Conversational AI 16-EVALUATING TASK-ORIENTED DIALOGUE SYSTEMS
Dialogue systems developed in research laboratories and for commercial deployment have traditionally been task-oriented and so evaluation metrics are used that measure the performance of the system in the task, for example, task completion, dialogue duration, and user satisfaction. Task-oriented dialogue systems can be viewed as supervised systems since they incorporate an objective metric for the evaluation whereas non-task-oriented dialogue systems are unsupervised as they do not have such an objective evaluation metric.
QUANTITATIVE METRICS FOR OVERALL DIALOGUE SYSTEM EVALUATION
Quantitative metrics are computed from the logs of interactions with users. Some metrics can be retrieved automatically while others have to be calculated by annotators of the logs. The following are some commonly used metrics.
- Time-to-task: measures the amount of time that it takes to start engaging in a task after any instructions and other messages provided by the system.
- Correct transfer rate: measures whether the customers are correctly redirected to the appropriate human agent.
- Containment rate: measures the percentage of calls not transferred to human agents and that are handled by the system. This metric is useful in determining how successfully the system has been able to reduce the costs of customer care through automation.
- Abandonment rate: this metric is the converse of the containment rate. It measures the percentage of callers who hang up before completing a task with an automated system.
QUANTITATIVE METRICS FOR THE EVALUATION OF THE SUB-COMPONENTS OF DIALOGUE SYSTEMS
Automatic Speech Recognition (ASR)
The standard evaluation measure in speech recognition is the Word Error Rate (WER), which is calculated by comparing the recognized string against a reference string, such as a transcription by a human annotator.
Natural Language Understanding (NLU)
Evaluation of the NLU component involves comparing the component’s output with a reference representation. Various metrics have been used, depending on how the output of the NLU component is represented. Formerly, the metric sentence accuracy was used where the output of the NLU component was a syntactic parse tree, or alternatively concept accuracy where the output was a semantic frame.
The overall performance of a modularised dialogue system is a result of the combined performance of its various sub-components. For example, task success depends on the system being able to accurately recognize the user’s spoken input (ASR), create a meaning representation from the recognized string (NLU), and engage in an appropriate dialogue to achieve the task, including where necessary requesting clarification when the user’s input is unclear or underspecified (DM).
Natural Language Generation
The NLG component takes the output from DM in the form of an abstract meaning representation and converts it into text.
Text-to-Speech Synthesis (TTS)
Assessing TTS systems has generally involved subjective measures such as intelligibility, naturalness, likeability, and human likeness. The TTS systems then synthesize a prescribed set of test sentences and a panel of listeners evaluates the outputs.
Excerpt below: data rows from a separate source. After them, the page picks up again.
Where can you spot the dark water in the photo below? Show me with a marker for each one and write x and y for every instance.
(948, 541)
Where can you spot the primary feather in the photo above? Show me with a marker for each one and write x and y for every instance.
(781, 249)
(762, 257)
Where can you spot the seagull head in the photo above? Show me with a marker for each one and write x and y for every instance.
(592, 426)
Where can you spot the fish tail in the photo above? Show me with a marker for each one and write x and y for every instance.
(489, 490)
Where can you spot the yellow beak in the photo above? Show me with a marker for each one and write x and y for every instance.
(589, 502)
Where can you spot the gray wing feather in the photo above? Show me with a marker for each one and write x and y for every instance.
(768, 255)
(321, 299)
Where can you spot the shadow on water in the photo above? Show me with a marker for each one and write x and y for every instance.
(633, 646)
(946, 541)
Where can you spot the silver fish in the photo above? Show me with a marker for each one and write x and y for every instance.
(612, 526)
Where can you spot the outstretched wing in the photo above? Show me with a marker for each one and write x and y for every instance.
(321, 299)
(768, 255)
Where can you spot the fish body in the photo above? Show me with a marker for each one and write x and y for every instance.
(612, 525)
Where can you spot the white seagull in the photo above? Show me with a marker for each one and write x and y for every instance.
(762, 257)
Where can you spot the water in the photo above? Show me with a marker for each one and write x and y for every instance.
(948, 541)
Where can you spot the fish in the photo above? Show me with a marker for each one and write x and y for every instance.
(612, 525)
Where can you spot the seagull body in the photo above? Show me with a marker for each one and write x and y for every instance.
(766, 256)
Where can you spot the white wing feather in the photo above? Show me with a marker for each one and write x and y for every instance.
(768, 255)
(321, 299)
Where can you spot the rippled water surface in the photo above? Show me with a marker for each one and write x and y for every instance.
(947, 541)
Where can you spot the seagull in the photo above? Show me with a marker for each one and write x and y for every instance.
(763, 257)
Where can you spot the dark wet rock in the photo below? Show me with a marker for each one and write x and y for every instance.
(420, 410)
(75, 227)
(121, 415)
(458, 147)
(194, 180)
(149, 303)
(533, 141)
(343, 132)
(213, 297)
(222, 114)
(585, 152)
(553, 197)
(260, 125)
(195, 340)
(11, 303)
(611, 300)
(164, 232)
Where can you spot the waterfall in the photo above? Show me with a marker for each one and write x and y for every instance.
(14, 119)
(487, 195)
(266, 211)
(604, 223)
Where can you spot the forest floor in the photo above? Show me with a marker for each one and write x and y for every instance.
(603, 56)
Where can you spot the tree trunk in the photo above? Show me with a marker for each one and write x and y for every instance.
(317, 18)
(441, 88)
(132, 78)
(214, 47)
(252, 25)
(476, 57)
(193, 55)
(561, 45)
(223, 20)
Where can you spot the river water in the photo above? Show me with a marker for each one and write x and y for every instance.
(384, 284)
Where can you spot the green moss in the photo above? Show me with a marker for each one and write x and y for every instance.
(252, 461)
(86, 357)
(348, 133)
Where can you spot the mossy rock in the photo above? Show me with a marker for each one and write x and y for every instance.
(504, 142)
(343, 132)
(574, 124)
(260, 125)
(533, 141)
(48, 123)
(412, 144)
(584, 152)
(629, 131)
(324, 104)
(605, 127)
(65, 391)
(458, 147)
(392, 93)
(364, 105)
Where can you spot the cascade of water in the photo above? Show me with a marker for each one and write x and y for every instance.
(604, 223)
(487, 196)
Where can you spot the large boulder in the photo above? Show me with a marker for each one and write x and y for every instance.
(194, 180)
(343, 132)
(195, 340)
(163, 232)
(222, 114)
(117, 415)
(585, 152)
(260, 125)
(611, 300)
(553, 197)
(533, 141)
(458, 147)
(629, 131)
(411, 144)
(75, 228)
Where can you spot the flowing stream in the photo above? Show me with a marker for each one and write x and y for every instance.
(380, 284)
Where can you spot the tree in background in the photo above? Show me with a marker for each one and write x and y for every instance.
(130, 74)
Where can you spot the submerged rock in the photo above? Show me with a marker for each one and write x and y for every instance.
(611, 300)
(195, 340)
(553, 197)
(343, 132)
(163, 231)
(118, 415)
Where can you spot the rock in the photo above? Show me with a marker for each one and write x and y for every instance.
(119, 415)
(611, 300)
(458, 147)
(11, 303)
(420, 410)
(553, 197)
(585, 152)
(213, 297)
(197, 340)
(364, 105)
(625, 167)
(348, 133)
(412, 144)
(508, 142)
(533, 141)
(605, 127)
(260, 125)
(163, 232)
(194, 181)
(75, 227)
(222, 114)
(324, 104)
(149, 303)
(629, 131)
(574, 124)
Qualitative evaluation involves collecting data on the quality of a system in questionnaires where the users are asked to rate various statements on a Likert scale. Subjective Assessment of Speech System Interfaces (SASSI) is a widely used tool for the evaluation of spoken dialogue systems. SASSI consists of 34 items distributed across six scales: System Response Accuracy, Likeability, Cognitive Demand, Annoyance, Habitability, and Speed.